Seated at the well-worn bar under a stamped metal ceiling at Thursday’s happy hour, Rick Bonney sipped on his fourth Bell’s Two Hearted Ale. He and his wife figured it was their last chance to get out before hunkering down for days. The center of the hurricane was predicted to barrel through the city sometime Friday.
“We were boarded up, watching TV and I said: ‘Let’s go see some humans because we’re going to be stuck inside for the next 48 hours,” he said. “You always know the Barbary is going to be open.”
The bar has initials carved into the wood and name plates bearing regulars’ names, such as the ones that read, “Jim Clark RIP” or “Boney Tony.” The jukebox playing the Grateful Dead, Dave Matthews Band and Steve Miller Band, was loud enough to make people forget about the trees swaying outside. Several people brought their dogs.

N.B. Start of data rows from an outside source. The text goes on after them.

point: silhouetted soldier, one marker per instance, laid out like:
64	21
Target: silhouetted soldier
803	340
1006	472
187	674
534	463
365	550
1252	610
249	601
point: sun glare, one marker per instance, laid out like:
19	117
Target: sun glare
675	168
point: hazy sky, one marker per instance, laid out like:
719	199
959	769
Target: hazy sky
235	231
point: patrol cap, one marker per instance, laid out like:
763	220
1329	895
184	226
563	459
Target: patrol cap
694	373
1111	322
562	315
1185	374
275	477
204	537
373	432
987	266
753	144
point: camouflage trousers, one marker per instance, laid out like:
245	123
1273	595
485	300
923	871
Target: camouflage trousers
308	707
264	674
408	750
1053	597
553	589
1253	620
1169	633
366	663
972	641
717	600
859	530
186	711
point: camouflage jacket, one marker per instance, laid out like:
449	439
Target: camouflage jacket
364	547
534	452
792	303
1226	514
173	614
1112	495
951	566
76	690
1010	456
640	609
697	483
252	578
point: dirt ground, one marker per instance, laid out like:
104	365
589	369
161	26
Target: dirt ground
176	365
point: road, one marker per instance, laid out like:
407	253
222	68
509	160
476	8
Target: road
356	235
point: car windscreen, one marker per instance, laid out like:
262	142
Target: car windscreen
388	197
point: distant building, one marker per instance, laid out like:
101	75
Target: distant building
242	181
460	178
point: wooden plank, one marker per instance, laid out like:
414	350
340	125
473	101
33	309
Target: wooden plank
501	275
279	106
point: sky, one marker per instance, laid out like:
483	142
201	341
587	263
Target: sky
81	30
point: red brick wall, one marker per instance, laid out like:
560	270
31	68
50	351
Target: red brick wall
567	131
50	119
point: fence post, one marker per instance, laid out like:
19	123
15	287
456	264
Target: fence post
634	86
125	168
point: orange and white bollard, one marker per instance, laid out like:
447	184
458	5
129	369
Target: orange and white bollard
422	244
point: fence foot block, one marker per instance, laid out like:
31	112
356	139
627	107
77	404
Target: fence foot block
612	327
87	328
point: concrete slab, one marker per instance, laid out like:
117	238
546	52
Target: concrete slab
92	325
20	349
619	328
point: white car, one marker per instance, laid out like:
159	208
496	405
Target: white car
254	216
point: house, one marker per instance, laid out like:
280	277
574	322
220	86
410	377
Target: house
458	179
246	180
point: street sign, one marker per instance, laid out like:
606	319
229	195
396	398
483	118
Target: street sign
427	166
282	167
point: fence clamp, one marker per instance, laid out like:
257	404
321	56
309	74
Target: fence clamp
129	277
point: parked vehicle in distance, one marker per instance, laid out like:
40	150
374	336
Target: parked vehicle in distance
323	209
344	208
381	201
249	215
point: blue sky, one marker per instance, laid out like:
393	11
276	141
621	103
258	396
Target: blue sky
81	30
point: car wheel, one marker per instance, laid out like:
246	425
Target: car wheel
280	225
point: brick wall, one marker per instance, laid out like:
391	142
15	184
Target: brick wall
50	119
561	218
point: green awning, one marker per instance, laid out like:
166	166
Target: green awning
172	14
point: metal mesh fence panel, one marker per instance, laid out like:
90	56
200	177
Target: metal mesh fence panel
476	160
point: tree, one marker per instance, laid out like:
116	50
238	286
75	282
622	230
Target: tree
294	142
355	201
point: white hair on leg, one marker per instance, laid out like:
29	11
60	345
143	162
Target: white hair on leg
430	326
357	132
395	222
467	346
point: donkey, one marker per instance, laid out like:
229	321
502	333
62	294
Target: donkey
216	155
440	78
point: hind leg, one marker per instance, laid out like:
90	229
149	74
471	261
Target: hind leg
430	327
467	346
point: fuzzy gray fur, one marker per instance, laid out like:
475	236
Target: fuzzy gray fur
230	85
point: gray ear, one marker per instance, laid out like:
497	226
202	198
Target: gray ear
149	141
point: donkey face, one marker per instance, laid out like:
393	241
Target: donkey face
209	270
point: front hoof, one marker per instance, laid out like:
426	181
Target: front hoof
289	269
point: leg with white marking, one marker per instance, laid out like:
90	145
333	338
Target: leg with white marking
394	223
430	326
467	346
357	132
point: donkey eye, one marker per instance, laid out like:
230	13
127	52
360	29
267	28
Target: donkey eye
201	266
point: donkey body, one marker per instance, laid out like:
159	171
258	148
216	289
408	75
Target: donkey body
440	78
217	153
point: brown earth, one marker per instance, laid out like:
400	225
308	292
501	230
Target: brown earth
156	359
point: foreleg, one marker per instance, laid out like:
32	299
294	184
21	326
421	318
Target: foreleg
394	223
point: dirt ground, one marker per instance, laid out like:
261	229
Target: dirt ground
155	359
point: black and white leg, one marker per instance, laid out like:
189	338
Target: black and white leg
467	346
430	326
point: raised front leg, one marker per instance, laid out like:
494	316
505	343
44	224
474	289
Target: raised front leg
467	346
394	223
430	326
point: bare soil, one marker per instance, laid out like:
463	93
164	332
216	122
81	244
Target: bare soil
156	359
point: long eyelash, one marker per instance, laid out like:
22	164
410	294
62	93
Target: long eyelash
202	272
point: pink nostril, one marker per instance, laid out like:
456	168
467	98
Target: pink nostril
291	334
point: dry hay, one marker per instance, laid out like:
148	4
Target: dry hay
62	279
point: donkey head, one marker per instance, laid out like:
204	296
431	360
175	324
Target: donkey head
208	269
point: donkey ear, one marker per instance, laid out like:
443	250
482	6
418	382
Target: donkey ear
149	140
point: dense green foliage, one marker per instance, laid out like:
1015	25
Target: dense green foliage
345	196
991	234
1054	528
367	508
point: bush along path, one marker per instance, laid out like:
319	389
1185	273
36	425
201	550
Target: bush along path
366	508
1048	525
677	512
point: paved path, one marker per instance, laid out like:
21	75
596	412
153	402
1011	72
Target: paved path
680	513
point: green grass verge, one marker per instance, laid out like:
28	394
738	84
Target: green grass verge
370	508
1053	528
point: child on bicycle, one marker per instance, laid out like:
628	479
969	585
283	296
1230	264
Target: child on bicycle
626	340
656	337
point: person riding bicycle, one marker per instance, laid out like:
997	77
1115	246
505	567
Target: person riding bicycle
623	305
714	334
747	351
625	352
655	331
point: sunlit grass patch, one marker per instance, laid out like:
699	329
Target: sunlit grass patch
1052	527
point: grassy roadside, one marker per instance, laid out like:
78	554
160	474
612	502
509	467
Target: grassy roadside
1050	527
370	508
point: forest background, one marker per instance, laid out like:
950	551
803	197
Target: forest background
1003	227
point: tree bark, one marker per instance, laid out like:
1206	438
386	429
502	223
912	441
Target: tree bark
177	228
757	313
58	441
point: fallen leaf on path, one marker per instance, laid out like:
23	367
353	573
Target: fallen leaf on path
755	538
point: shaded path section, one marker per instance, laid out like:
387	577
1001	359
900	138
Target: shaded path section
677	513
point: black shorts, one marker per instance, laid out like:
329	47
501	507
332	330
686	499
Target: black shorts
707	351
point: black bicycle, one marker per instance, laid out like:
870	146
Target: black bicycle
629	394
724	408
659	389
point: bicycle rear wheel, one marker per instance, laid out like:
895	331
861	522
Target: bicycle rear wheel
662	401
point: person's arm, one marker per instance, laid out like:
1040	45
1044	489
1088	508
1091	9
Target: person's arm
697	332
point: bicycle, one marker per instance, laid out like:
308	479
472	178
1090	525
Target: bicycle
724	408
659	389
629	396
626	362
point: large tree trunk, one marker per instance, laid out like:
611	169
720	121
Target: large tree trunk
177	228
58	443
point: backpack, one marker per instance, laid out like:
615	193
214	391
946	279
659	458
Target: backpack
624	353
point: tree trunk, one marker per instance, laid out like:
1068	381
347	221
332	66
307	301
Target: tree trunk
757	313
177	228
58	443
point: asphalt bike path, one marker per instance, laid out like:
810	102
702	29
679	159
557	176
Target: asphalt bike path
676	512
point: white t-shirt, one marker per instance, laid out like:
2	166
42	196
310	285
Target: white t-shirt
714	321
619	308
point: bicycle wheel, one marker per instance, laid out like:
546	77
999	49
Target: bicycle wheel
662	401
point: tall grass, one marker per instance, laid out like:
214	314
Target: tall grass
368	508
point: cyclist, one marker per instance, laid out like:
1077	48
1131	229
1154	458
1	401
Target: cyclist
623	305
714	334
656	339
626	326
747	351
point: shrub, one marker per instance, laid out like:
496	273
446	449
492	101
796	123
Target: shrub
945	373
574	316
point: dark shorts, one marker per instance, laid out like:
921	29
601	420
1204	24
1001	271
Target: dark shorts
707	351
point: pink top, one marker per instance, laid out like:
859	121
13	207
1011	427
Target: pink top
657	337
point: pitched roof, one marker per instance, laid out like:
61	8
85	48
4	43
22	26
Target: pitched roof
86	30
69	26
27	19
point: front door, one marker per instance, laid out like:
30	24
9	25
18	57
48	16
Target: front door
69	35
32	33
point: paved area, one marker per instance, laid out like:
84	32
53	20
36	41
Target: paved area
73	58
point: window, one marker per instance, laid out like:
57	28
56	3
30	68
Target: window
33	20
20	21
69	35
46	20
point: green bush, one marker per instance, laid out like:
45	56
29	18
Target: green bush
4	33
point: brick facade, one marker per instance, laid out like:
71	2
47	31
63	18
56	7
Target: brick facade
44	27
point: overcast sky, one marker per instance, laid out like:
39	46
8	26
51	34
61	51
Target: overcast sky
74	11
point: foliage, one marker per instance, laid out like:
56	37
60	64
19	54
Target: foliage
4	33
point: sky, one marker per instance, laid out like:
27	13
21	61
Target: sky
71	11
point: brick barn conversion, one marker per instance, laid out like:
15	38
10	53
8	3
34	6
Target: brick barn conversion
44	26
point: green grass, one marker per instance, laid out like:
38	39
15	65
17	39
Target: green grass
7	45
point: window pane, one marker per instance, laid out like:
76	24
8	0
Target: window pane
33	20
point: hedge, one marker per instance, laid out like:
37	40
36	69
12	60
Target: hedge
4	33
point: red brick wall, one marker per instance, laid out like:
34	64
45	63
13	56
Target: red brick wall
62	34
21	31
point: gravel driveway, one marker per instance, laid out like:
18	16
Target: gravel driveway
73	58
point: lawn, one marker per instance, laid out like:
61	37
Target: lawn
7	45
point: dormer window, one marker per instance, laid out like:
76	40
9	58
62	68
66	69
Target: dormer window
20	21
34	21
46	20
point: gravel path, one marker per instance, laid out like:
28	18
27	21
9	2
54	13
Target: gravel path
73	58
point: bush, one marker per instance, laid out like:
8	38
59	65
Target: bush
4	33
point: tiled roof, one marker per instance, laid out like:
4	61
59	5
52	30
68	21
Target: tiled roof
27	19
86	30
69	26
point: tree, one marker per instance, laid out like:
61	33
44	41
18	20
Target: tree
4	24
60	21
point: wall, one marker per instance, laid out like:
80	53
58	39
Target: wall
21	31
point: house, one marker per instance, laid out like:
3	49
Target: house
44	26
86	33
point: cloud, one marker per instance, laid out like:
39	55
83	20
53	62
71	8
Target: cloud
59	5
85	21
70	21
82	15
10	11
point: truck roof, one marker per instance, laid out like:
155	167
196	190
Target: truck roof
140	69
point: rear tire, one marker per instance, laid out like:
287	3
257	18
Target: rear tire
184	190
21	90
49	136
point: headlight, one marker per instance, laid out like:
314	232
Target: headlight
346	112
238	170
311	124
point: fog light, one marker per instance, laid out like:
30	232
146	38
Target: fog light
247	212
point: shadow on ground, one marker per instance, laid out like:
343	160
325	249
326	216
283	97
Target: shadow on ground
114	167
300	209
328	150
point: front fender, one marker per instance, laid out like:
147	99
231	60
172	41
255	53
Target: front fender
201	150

At a booth, downtown resident Steven Harrington and two of his friends chased tequila shots with Tecate beer. On the walls around them were Pabst Blue Ribbon neon signs, old circular life preservers and a surf board. Seated next to him, Michael Ussery said he’d eaten two of the chocolate cupcakes donated by the bakery across the street before it shuttered for the storm.
“No one wants to be cooped up in their house for hours,” Harrington said.
A the same booth, Kathryn Cloniger-Kirk was hopeful that goodwill among strangers hunkering down together up and down the coast — whether in hotels, shelters or the occasional dive bar — would extend past the tense hours of dangerous weather.
“It would be nice after the storm for people to remember how we got along and continue to have that compassion,” she said.
It was about then that the bar erupted into the toast to the resilience of the Port City — and to the local watering hole.
Ellsworth, the owner, said the bar is 77 years old. He’s owned it for the last 11. He said he stocked up ahead of Florence and expects to sell as many as 480 Pabst Blue Ribbons before the storm departs — the bar’s flagship beer.
And beer, after all, is what really powers an establishment like his — not electricity: “If we lose power, we have candles,” he said.
As the wind blew increasingly hard outside, more people filed in for happy hour, and the mood seemed to rise on the trills of Jerry Garcia’s guitar in “Visions of Johanna” playing through the bar’s speakers.
As two journalists walked back out into the rain to leave, a woman in the doorway shouted after them, “Port City Strong!”